The confidence that attends a Christian's belief makes the believer not fear men, to whom he answers, but still he fears his God, for whom he answers, and whose interest is chief in those things he speaks of. The soul that hath the deepest sense of spiritual things, and the truest knowledge of God, is most afraid to miscarry in speaking of Him, most tender and wary how to acquit itself when engaged to speak of and for God.[61]

[61]   To the same purpose are the two following sentences from Hilary:

Etiam quæ pro Religione dicimus, cum grandi motu et disciplina dicere debemus.—Hilarius de Trinit. Lib. 7.

Non relictus est hominum eloquiis de Dei rebus alius quam Dei sermo.—Idem.

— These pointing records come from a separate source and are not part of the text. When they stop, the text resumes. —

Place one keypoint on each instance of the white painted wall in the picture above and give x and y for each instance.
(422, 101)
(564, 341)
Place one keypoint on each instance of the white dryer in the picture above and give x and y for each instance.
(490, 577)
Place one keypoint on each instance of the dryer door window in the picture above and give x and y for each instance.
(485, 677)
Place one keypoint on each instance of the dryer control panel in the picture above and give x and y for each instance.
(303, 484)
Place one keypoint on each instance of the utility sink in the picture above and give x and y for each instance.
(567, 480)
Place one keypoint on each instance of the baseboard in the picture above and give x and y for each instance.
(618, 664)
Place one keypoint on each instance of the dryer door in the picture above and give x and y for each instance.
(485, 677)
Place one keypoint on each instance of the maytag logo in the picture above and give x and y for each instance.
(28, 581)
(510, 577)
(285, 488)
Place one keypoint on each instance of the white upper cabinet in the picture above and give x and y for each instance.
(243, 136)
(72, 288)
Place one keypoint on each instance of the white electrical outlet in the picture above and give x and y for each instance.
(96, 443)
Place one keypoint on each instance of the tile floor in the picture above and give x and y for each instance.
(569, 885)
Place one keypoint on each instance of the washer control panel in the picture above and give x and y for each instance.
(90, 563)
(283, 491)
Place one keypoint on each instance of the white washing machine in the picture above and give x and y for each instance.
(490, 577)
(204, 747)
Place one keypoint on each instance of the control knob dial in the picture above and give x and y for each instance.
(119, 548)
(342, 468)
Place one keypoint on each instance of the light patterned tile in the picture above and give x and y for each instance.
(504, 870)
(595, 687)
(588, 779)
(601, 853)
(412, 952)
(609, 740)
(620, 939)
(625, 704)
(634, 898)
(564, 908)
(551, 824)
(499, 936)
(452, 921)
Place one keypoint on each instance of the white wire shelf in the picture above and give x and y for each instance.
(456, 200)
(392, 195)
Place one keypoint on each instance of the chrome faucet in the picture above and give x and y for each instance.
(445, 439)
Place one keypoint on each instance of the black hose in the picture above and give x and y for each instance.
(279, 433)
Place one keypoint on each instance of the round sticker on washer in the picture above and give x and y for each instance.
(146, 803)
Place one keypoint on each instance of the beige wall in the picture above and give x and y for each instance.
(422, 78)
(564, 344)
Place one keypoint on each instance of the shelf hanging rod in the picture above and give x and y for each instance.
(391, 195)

The latter, however, must be taken with certain qualifications and exceptions; as when any two or more texts are in apparent contradiction, and it is required to state a Truth that comprehends and reconciles both, and which, of course, cannot be expressed in the words of either,—for example, the filial subordination (My Father is greater than I), in the equal Deity (My Father and I are one).

APHORISM XLIII.

On the Conscience.

Leighton.

It is a fruitless verbal debate, whether Conscience be a Faculty or a Habit. When all is examined, Conscience will be found to be no other than the mind of a man, under the notion of a particular reference to himself and his own actions.

Comment.

What Conscience is, and that it is the ground and antecedent of human (or self-) consciousness, and not any modification of the latter, I have shown at large in a work announced for the press, and described in the Chapter following.[62] I have selected the preceding extract as an Exercise for Reflection; and because I think that in too closely following Thomas à Kempis, the Archbishop has strayed from his own judgment. The definition, for instance, seems to say all, and in fact says nothing; for if I asked, How do you define the human mind? the answer must at least contain, if not consist of, the words, "a mind capable of Conscience." For Conscience is no synonime of Consciousness, nor any mere expression of the same as modified by the particular Object. On the contrary, a Consciousness properly human (that is, Self-consciousness), with the sense of moral responsibility, presupposes the Conscience, as its antecedent condition and ground. Lastly, the sentence, "It is a fruitless verbal debate," is an assertion of the same complexion with the contemptuous sneers, at verbal criticism by the contemporaries of Bentley. In questions of Philosophy or Divinity, that have occupied the learned and been the subjects of many successive controversies, for one instance of mere logomachy I could bring ten instances of logodædaly, or verbal legerdemain, which have perilously confirmed prejudices, and withstood the advancement of truth in consequence of the neglect of verbal debate, that is, strict discussion of terms. In whatever sense, however, the term Conscience may be used, the following Aphorism is equally true and important. It is worth noticing, likewise, that Leighton himself in a following page (vol. ii. p. 97), tells us that a good Conscience is the root of a good Conversation: and then quotes from St. Paul a text, Titus i. 15, in which the Mind and the Conscience are expressly distinguished.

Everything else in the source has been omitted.